What this says about my dad is not the obvious; that he was a victim of his own stupidity and desperation, that he tried to make a buck and failed, or even that he had a pretty severe case of OCD when it came to paper products.  Rather, it illustrates the foundation on which he built his entire life and the senselessness into which he dragged his family—all of whom went willingly. In that sense, not only was my father a victim, but a genius.

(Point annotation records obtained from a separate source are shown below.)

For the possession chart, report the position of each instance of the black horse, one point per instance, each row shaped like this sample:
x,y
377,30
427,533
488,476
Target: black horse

It was in the spring when I decided to visit my dad at the farm and bring my kids up for lunch and to run around the place as they usually did. My boys loved “Grandpaw” and his farm. He’d take them for tractor rides or build mazes and forts with haystacks in the barn.  Sometimes he would take them down by the creek at the front of his property line and pitch a tent. He’d tell them the story of Sacagawea and how her spirit was still roaming around the place, looking for lost ancestors and whispering secrets to my father in Shoshone about hidden treasure—as if he could understand the language; in his mind he probably could. But my kids loved him and he loved them and despite occasional drunkenness or passing out inside a chicken coop or a hayloft, visits to the farm had become pleasantly uneventful.  One afternoon, however, just as we were getting ready to sit down for lunch with my dad and grandmother, who lived there as well, the phone rang.

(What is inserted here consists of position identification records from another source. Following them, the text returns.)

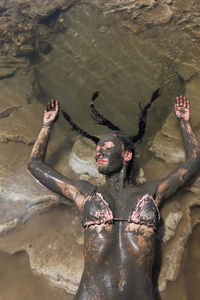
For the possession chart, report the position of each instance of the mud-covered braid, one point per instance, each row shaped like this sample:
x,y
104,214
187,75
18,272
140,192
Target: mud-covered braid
x,y
103,121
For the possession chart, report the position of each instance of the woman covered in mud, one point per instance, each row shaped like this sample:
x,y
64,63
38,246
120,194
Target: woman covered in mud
x,y
120,217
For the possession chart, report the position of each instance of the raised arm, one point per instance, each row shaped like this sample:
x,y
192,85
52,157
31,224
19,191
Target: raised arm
x,y
75,190
168,186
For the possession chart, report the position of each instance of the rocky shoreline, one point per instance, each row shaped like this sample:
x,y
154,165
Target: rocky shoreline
x,y
30,35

My dad was a rather soft-spoken man. He rarely yelled unless he was doing business on the phone, in which case, he always yelled because that’s how he did business. In fact, I grew up for the most part thinking that “Jackass, you owe me the fucking money,” was a sort of vox populi of the corporate world.  So, my dad grabbed the phone and took it into the other room and started yelling, saying things like, “Well, tell them I’m out. Tell them I’m in the fucking hospital then.” My children, who were then only three and six could hear this and so I got up and went over to my dad and told him to shut up. “Your grandkids can hear you.” I strategically used the word “grandkids” so that he’d remember to act more like a grandfather. And yet, I knew this was asking too much. Without acknowledging me he slammed the phone down and said, “Shit” and immediately ran upstairs to his room.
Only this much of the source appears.